Это было весьма точное ощущение: пора было расходиться, но Моцкус не посмел. Как же так? Как можно поступить по-свински с человеком, который находился рядом с тобой, когда тебе было труднее всего? Нет, это бесчеловечно, не по-мужски, это просто черт знает что! Тогда он еще только приближался к науке, еще мог оценивать все по-солдатски честно и просто. Она ждала, ждала ответа и словно угадала мысли мужа:

— Не надо смотреть на нашу совместную жизнь по-солдатски: тут, мой милый, никто не нарушит клятву, никто никого не предаст, потому что между нами ничего особенного и не было. Просто мне легко с тобой жить, вот и все. Наверное, и тебе не было очень трудно…

— Я люблю тебя, Марина.

И она заплакала:

— Не надо.
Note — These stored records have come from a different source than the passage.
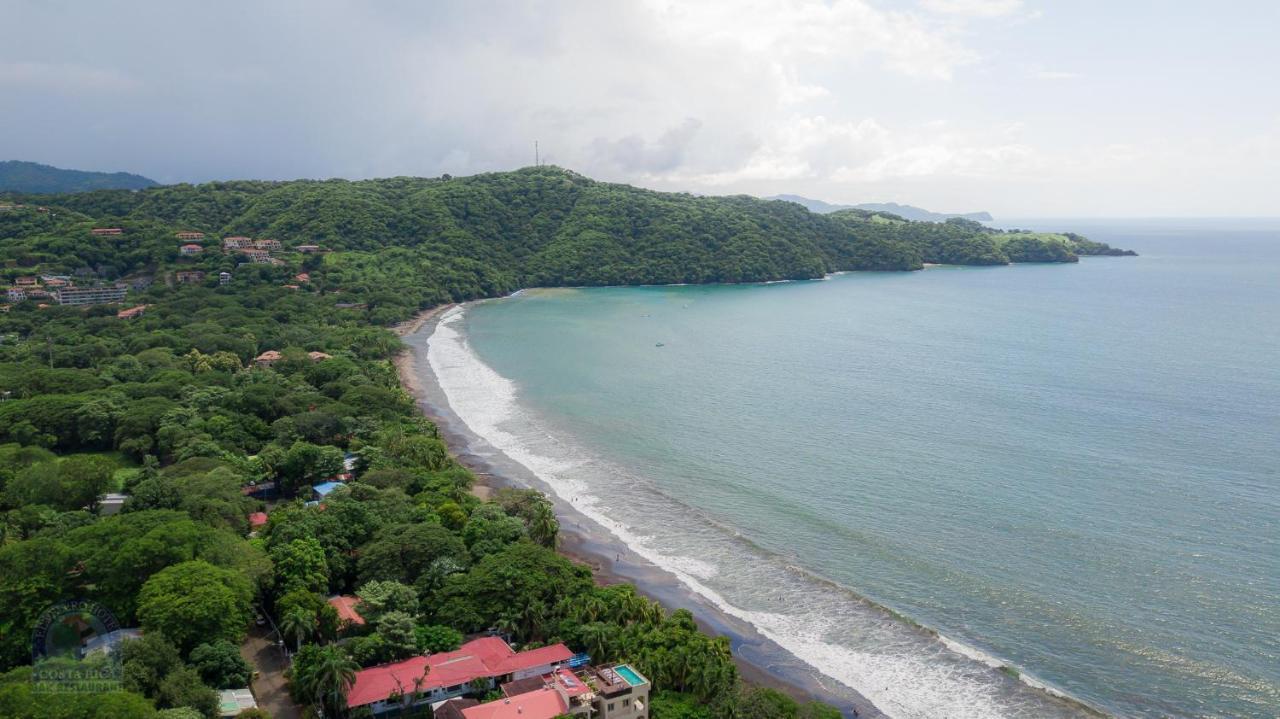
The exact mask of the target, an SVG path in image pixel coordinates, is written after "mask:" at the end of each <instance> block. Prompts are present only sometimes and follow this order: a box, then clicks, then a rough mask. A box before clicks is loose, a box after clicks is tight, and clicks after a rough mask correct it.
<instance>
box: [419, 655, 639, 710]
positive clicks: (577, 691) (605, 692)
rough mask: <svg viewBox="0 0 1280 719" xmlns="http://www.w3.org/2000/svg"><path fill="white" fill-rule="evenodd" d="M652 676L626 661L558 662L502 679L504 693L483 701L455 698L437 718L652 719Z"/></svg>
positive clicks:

Я сама виновата, потому что без всякого такта влезла в твою жизнь… Я виновата, так как превратила тебя в автомат, зазубривающий мысли других людей и производящий собственные научные труды. Это случилось потому, что между нами не было любви, потому что мы за столько лет не сказали друг другу ни одного злого и ни одного нежного слова… только вежливые.

— Я люблю тебя, — повторял он.

— А мне почему-то грустно от такой любви. Мне кажется, что чем большего ты добиваешься, тем больше отдаляешься от меня. Возможно, ты и любишь меня, но это любовь ребенка к своей учительнице. Она улетучится, едва ты начнешь учить других.